Born in 1973, world-renowned sculptor Hamish Mackie grew up in the picturesque county of Cornwall, in England’s Southwest.
He began sculpting at Radley College, Oxfordshire, before studying at at Falmouth School of Art, and Kingston University, and has been sculpting as a career since 1996. It is incredible, however, that with such an exceptional eye for detail, and extraordinary ability to capture his wildlife subjects so faithfully, as a sculptor Hamish is largely self taught.
Along with an innate talent, a childhood spent growing-up on a farm, and having had the privilege of observing wildlife in many corners of the world at first hand is likely to be a causal element in his success. He believes that close observation and research of his subjects is crucial to be able to understand them and represent their qualities through his work: ““Observing animals in their own environment, in their natural habitat, is essential to understanding the subject’s physical and instinctive traits. For example, the disposition of a captive predator is very different from that of a predator in the wild”.
Hamish’s close observation, research trips and sculpting from life in the field, inform his whole approach to sculpting, and echo his affection for the natural world. His beautiful bronze sculptures capture his own interpretation of instinctive moments of animal behaviour, conveying the inner core, strength and grace of his subject. Of them he says: “You should be able to look wildlife sculpture in the eye and see life.”
His singular style is spontaneous, and he uses fluid, often unrepeatable, gestures with a confidence born from many years of mastering his craft. His works explore a range of emotions ranging from power through grace, to intelligence. His manipulation of materials is critical to achieving this, often leaving dramatic visible traces of the sculpting activity on their surface. Such assertive handling of his materials, understanding of anatomy and form, and perceptiveness of his subjects results in a surface that exudes energy, spirit and character, to create bold and dynamic ‘living’ sculptures.
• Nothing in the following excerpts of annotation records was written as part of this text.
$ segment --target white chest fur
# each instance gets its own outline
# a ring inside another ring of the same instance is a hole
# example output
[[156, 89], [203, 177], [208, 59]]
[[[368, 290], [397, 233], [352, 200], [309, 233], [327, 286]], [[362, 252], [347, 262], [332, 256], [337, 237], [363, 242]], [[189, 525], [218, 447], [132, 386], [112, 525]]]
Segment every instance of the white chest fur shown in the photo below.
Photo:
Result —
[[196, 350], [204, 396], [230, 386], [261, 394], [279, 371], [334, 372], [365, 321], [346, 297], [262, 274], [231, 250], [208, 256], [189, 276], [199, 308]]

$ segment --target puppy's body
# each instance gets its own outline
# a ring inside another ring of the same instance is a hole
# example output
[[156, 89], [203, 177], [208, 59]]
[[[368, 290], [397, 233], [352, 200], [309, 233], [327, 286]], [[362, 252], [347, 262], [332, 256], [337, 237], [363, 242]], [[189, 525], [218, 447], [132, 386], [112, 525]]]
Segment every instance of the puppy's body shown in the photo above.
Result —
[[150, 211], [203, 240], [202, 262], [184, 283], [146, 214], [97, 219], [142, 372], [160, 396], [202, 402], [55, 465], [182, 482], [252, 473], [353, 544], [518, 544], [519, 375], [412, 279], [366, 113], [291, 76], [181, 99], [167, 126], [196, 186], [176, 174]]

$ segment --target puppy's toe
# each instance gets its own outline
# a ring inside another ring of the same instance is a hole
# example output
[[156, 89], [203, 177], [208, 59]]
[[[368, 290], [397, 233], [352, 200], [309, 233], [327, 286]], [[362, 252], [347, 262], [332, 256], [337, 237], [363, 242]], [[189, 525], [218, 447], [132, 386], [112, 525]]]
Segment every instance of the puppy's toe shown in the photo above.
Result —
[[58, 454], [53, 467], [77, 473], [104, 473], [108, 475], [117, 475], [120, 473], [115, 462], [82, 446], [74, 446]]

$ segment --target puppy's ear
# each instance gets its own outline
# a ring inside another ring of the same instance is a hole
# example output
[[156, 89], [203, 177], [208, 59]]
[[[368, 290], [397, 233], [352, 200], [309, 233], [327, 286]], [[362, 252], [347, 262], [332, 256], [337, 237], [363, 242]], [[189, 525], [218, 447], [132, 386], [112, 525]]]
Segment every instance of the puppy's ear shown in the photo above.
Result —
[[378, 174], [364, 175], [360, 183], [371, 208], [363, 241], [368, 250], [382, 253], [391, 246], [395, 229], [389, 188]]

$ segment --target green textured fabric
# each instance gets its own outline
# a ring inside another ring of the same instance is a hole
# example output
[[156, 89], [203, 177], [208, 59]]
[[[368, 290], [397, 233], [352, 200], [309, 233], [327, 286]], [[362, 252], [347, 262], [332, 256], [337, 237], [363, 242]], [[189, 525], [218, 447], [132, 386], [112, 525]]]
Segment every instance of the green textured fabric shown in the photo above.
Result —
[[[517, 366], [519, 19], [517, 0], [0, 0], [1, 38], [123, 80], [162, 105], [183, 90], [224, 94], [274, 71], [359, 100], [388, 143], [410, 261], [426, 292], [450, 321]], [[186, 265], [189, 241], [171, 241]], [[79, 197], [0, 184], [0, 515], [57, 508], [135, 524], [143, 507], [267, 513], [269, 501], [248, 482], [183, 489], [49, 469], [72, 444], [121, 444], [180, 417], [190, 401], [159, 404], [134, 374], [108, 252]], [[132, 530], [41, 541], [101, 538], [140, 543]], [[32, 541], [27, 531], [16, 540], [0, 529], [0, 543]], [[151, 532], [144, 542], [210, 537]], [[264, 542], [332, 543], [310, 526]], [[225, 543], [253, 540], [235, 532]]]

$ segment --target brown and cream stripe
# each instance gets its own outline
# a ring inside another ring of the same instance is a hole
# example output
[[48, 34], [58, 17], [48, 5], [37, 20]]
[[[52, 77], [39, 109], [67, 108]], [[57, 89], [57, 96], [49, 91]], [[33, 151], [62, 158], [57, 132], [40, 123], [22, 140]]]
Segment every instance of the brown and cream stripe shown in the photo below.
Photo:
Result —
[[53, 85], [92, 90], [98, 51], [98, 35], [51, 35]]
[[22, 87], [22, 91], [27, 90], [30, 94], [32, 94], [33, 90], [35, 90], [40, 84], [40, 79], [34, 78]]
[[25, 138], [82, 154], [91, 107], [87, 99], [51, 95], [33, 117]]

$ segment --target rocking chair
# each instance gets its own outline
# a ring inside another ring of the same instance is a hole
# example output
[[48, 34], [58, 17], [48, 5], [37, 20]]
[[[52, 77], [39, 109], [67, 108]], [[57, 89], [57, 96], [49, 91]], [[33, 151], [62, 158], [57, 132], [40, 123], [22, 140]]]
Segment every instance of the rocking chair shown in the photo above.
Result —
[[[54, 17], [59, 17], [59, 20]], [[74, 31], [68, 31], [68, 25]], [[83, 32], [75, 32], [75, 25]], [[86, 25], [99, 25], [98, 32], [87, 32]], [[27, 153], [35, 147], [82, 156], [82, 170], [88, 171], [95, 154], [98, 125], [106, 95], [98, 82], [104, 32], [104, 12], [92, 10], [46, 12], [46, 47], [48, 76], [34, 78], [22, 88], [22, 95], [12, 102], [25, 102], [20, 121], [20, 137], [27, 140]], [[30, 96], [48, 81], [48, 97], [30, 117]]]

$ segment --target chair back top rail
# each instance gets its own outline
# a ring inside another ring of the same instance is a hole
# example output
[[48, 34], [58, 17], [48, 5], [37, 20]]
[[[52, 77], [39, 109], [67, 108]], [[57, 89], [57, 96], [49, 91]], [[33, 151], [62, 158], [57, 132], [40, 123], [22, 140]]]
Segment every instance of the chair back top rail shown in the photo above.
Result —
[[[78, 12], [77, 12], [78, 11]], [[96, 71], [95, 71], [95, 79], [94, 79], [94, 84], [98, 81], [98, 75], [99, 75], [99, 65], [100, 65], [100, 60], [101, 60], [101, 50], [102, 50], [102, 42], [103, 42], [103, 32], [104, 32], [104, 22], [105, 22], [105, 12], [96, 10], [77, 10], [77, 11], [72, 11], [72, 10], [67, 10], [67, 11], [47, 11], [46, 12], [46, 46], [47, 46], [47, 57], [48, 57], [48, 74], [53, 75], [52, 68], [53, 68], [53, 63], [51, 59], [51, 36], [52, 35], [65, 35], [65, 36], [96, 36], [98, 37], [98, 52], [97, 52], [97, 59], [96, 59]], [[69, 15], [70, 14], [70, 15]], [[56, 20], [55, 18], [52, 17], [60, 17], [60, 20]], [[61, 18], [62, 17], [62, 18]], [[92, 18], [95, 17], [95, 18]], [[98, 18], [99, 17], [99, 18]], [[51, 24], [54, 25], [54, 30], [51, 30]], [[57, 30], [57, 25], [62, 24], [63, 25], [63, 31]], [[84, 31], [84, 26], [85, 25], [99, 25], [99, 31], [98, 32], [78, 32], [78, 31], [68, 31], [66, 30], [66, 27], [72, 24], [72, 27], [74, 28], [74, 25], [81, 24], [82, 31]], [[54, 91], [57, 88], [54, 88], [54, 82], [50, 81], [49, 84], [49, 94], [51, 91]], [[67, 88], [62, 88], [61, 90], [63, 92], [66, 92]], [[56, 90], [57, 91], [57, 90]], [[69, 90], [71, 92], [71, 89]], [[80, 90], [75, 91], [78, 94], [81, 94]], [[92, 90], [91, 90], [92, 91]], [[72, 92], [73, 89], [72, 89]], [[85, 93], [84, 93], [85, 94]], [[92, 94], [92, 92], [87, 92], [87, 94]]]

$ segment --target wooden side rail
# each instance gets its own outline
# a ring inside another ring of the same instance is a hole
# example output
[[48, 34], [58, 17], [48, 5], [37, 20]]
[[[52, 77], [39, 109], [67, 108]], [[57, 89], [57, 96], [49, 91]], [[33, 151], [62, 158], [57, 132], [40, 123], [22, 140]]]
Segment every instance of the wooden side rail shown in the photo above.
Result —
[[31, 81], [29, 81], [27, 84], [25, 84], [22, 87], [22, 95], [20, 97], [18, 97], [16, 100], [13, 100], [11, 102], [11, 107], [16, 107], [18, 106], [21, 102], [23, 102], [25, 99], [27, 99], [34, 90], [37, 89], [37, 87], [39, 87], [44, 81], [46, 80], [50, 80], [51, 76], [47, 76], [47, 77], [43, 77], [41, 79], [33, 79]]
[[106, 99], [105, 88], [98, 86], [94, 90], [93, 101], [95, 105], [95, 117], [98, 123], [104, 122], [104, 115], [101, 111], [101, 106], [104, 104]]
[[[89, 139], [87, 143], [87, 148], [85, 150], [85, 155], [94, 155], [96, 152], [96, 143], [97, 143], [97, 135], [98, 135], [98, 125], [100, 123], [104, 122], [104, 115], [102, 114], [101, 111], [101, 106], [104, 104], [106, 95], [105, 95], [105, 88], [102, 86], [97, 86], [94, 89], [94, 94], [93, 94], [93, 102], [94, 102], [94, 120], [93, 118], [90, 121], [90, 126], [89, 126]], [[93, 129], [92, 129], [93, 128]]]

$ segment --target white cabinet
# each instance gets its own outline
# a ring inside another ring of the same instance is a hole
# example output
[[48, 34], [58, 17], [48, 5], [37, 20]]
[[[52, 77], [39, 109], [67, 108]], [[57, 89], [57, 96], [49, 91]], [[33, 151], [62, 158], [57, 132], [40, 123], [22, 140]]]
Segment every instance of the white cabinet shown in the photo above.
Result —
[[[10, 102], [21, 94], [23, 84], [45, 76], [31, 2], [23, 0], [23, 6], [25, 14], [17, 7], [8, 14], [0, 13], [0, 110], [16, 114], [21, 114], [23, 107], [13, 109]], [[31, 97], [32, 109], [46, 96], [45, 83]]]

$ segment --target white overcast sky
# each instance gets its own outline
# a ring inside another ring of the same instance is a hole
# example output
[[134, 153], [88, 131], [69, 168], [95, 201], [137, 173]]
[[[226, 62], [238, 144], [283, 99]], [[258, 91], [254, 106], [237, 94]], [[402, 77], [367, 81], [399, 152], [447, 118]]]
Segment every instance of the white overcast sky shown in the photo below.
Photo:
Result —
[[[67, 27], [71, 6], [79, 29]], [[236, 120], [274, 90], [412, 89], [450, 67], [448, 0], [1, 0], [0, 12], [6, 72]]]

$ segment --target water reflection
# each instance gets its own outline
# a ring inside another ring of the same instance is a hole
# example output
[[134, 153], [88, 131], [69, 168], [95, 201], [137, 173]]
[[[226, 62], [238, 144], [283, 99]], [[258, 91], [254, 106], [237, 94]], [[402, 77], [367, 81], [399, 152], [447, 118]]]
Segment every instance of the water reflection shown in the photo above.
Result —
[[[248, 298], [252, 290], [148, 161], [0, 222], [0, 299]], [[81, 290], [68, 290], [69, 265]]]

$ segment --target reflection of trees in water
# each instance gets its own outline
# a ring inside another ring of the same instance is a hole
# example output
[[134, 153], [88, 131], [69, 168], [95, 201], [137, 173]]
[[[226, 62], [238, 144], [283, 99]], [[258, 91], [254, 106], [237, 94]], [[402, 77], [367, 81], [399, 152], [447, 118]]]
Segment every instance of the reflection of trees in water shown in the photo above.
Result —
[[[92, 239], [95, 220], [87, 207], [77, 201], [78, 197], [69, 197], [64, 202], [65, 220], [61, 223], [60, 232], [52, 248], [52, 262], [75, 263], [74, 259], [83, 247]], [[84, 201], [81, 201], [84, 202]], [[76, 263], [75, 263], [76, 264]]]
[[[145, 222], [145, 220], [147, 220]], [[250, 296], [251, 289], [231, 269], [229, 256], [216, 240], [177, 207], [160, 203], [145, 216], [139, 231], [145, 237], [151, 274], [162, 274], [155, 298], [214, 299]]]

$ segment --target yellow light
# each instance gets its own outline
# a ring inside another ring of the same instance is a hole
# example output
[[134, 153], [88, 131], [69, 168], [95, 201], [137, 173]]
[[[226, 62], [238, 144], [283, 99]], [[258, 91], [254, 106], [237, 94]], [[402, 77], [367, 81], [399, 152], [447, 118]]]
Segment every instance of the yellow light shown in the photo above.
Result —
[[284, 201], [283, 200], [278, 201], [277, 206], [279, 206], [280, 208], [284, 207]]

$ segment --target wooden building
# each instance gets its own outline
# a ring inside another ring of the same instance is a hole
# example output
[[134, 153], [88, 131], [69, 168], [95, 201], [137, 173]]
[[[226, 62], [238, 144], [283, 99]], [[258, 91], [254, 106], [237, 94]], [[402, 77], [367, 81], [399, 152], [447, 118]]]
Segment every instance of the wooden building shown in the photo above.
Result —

Hamish works closely with the Lockbund Sculpture Foundry in Banbury, where his sculptures are cast, to ensure that the surface liveliness which he creates when sculpting is retained when it is cast. Here he pushes the boundaries of casting metals such as bronze, silver and stainless steel. Simon Allison who runs Lockbund has always told him, "You sculpt what you want and we'll work out how to cast it.”, and Hamish has taken up this challenge working closely with them for over 20 years creating sculptures which are small and delicate as well as monumental outdoor installations.
Whilst working intensively, Hamish admits time in the studio is also a time to reflect on past works and to look forward to consolidating new ideas. Previous expeditions include elephant spotting in Namibia, dromedary excursions in Dubai and, earlier this year, research trips to Skomer Island in pursuit of puffins, and Edmonton and Elk Island National Parks in Canada. He says “I’ve wanted to visit this fascinating country for a long time, to take in the beautiful landscape and the wealth of wildlife that make Canada a really inspirational place.”
A regular exhibitor at the Chelsea Flower Show, you may have seen one of his stunning stands “Our stand looked fantastic! Bowles & Wyer did a brilliant job, especially the green living wall behind the Stainless Steel Turtles, the moss wall, and the planting around the Monumental Hares.”
Over the years Hamish has won major public art commissions, including one for six life and a quarter size bronze horses for Berkeley Homes Goodman’s Field development in London. The year long project involved six different breeds of horse - ranging from the elegant and exotic Arab to our home-grown powerhouse, the Shire - and incorporated six tonnes of clay, one tonne of silicon rubber and three tonnes of bronze!
In February this year Hamish installed one of his bronze sculptures Ammonite in Horatio’s Garden Stoke Mandeville, which he had generously loaned to the horticultural haven so that it could be enjoyed throughout the seasons by visitors to the garden. A gesture is made even more touching because the collection of Gardens have been set up by a national charity to create and nurture “beautiful, accessible gardens in NHS spinal injury centres for everyone affected by spinal injury[…]to support the mental and physical rehabilitation of people adjusting to life-changing injuries”. The charity website described the inspiration behind Hamish’s Jurassic ammonite fossil depiction beautifully: “Having recognised that humanity has always had a fascination with the past, he set out to create a contemporary sculpture that simultaneously conveys a sense of the timeless beauty of these fossils”.